LlamaCppEx.Sampler (LlamaCppEx v0.7.0)

Copy Markdown View Source

Token sampling configuration.

Builds a sampler chain with the common sampling parameters. The samplers are applied in order: grammar -> penalties -> top_k -> top_p -> min_p -> temp -> dist/greedy.

Summary

Functions

Accepts a token (updates sampler internal state).

Creates a new sampler chain.

Resets the sampler state.

Samples the next token from the context's logits.

Types

t()

@type t() :: %LlamaCppEx.Sampler{ref: reference()}

Functions

accept(sampler, token)

@spec accept(t(), integer()) :: :ok

Accepts a token (updates sampler internal state).

create(model, opts \\ [])

@spec create(
  LlamaCppEx.Model.t(),
  keyword()
) :: {:ok, t()}

Creates a new sampler chain.

Requires a model reference (needed for grammar-constrained sampling).

Options

  • :seed - Random seed for sampling.
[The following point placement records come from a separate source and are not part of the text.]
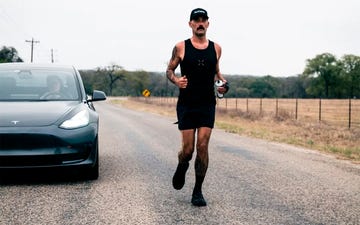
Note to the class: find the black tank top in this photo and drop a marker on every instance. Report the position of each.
(199, 66)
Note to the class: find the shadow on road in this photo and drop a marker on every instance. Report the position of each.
(39, 176)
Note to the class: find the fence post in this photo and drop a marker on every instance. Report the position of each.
(349, 113)
(247, 105)
(320, 109)
(296, 108)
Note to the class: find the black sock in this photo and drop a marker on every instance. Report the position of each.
(198, 183)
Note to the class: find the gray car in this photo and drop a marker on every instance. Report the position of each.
(47, 120)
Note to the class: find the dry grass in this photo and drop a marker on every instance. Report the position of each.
(341, 142)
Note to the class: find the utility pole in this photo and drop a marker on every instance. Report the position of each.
(52, 55)
(32, 46)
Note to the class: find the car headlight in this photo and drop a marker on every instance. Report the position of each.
(81, 119)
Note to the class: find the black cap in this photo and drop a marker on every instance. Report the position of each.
(198, 12)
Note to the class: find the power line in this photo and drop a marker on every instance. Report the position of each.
(32, 46)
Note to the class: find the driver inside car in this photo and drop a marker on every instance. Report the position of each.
(54, 85)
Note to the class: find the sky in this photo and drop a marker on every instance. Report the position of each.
(258, 37)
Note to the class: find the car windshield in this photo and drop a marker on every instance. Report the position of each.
(38, 85)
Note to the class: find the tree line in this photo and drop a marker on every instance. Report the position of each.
(324, 76)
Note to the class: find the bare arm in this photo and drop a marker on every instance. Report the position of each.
(173, 64)
(218, 75)
(175, 60)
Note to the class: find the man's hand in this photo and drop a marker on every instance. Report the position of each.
(224, 88)
(181, 82)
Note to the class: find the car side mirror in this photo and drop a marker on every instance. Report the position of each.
(98, 96)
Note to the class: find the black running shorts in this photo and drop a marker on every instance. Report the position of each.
(191, 117)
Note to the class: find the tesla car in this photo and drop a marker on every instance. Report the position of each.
(47, 120)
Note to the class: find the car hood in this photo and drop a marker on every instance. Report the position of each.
(26, 114)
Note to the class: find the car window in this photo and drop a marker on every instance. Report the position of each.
(38, 85)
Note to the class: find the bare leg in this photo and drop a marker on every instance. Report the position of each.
(201, 164)
(185, 155)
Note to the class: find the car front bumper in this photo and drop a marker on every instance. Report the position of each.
(50, 146)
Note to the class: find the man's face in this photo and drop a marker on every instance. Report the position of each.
(199, 26)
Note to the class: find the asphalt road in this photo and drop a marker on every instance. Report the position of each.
(249, 181)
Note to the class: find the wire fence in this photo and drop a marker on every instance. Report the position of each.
(341, 112)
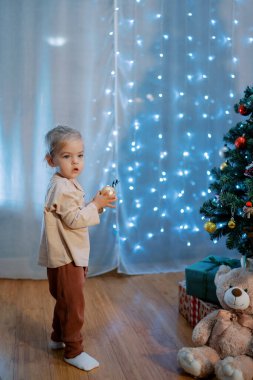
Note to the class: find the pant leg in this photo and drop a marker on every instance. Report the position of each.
(66, 286)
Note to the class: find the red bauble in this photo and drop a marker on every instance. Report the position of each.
(243, 110)
(240, 142)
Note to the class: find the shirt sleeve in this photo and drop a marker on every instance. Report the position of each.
(74, 213)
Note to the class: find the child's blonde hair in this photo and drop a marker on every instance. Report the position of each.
(57, 136)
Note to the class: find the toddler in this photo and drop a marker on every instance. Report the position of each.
(64, 247)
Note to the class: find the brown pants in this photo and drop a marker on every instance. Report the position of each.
(66, 286)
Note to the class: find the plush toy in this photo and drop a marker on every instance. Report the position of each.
(224, 338)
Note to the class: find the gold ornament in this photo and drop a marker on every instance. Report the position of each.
(231, 223)
(210, 227)
(223, 166)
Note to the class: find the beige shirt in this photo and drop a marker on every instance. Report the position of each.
(65, 235)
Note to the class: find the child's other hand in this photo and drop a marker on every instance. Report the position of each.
(102, 201)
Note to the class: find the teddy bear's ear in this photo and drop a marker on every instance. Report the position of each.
(223, 269)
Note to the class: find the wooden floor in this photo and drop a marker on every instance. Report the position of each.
(132, 327)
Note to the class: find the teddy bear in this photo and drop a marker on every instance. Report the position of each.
(224, 338)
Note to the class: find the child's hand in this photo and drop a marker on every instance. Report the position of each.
(103, 200)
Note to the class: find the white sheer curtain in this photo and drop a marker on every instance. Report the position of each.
(151, 85)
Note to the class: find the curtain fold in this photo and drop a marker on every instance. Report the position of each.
(151, 85)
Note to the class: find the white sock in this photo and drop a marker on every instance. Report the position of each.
(83, 361)
(56, 345)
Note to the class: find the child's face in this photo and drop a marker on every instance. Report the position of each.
(69, 159)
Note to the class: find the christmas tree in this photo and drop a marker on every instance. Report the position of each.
(230, 212)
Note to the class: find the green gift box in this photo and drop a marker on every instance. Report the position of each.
(200, 277)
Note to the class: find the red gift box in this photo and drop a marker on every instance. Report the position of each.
(192, 308)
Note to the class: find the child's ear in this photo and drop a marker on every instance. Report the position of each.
(49, 160)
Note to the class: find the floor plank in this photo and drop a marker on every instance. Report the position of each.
(132, 327)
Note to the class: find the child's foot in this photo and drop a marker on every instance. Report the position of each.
(56, 345)
(83, 361)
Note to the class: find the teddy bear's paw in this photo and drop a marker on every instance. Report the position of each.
(188, 362)
(225, 370)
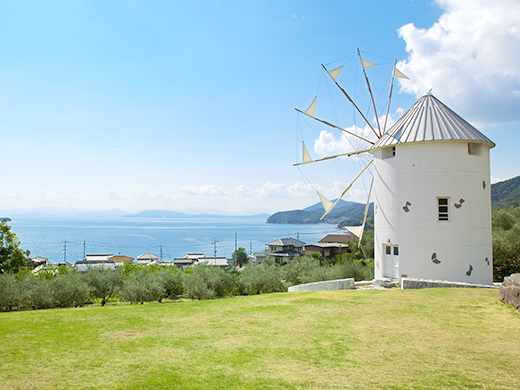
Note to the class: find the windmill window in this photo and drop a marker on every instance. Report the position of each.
(443, 209)
(474, 149)
(388, 152)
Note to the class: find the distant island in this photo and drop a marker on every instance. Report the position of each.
(176, 214)
(344, 214)
(504, 194)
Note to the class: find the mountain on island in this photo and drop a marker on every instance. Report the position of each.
(344, 214)
(506, 193)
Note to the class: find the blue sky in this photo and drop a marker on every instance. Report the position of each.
(186, 105)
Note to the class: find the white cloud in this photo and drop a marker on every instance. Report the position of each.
(470, 58)
(207, 190)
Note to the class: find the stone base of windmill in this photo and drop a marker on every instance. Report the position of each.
(509, 291)
(407, 283)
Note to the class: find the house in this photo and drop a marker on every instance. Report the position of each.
(192, 259)
(284, 249)
(330, 246)
(39, 260)
(147, 259)
(432, 197)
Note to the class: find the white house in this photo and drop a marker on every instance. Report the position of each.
(432, 200)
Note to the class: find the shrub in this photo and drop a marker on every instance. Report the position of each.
(206, 282)
(69, 290)
(104, 283)
(263, 278)
(8, 292)
(171, 280)
(142, 287)
(34, 293)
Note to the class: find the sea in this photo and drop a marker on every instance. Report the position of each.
(70, 239)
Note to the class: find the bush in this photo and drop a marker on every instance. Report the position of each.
(171, 280)
(8, 292)
(206, 282)
(104, 283)
(69, 290)
(34, 293)
(263, 278)
(142, 287)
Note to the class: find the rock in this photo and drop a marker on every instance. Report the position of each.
(509, 291)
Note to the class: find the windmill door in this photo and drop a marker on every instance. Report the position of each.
(391, 261)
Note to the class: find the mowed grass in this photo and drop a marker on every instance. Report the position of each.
(395, 339)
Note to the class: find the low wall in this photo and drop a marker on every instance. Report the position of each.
(339, 284)
(509, 291)
(407, 283)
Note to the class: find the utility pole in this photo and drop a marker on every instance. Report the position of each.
(65, 251)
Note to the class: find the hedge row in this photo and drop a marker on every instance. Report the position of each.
(63, 287)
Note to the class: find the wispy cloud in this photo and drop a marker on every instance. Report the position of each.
(470, 58)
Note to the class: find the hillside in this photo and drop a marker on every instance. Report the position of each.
(503, 194)
(506, 193)
(350, 214)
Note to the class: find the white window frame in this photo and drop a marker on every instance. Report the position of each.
(444, 214)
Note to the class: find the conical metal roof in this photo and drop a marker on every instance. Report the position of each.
(430, 120)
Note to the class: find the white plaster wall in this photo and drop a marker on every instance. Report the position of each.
(419, 173)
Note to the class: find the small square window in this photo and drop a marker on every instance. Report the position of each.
(443, 209)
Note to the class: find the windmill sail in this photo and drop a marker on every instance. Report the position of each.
(306, 157)
(310, 110)
(334, 72)
(366, 64)
(327, 204)
(355, 230)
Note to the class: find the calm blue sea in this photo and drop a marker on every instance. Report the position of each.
(132, 237)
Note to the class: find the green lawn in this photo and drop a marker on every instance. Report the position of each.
(395, 339)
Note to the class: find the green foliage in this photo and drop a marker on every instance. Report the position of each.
(263, 278)
(142, 287)
(8, 292)
(171, 280)
(104, 283)
(69, 290)
(506, 194)
(12, 258)
(239, 258)
(206, 282)
(34, 293)
(506, 243)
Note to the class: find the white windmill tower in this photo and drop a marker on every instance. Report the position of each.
(432, 198)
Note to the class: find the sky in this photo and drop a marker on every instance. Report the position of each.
(190, 105)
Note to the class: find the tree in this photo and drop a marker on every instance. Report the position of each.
(105, 283)
(12, 258)
(239, 257)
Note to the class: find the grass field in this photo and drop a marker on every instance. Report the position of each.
(395, 339)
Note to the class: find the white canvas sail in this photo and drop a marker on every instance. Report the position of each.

Defaults to a random value.
  • :temp - Temperature. 0.0 for greedy sampling. Defaults to 0.8.
  • :top_k - Top-K filtering. 0 to disable. Defaults to 40.
  • :top_p - Top-P (nucleus) filtering. 1.0 to disable. Defaults to 0.95.
  • :min_p - Min-P filtering. 0.0 to disable. Defaults to 0.05.
  • :penalty_repeat - Repetition penalty. 1.0 to disable. Defaults to 1.0.
  • :penalty_freq - Frequency penalty (0.0–2.0). 0.0 to disable. Defaults to 0.0.
  • :penalty_present - Presence penalty (0.0–2.0). 0.0 to disable. Defaults to 0.0.
  • :grammar - GBNF grammar string for constrained generation. Defaults to "" (none).
  • :grammar_root - Root rule name for grammar. Defaults to "root".

reset(sampler)

@spec reset(t()) :: :ok

Resets the sampler state.

sample(sampler, context)

@spec sample(t(), LlamaCppEx.Context.t()) :: integer()

Samples the next token from the context's logits.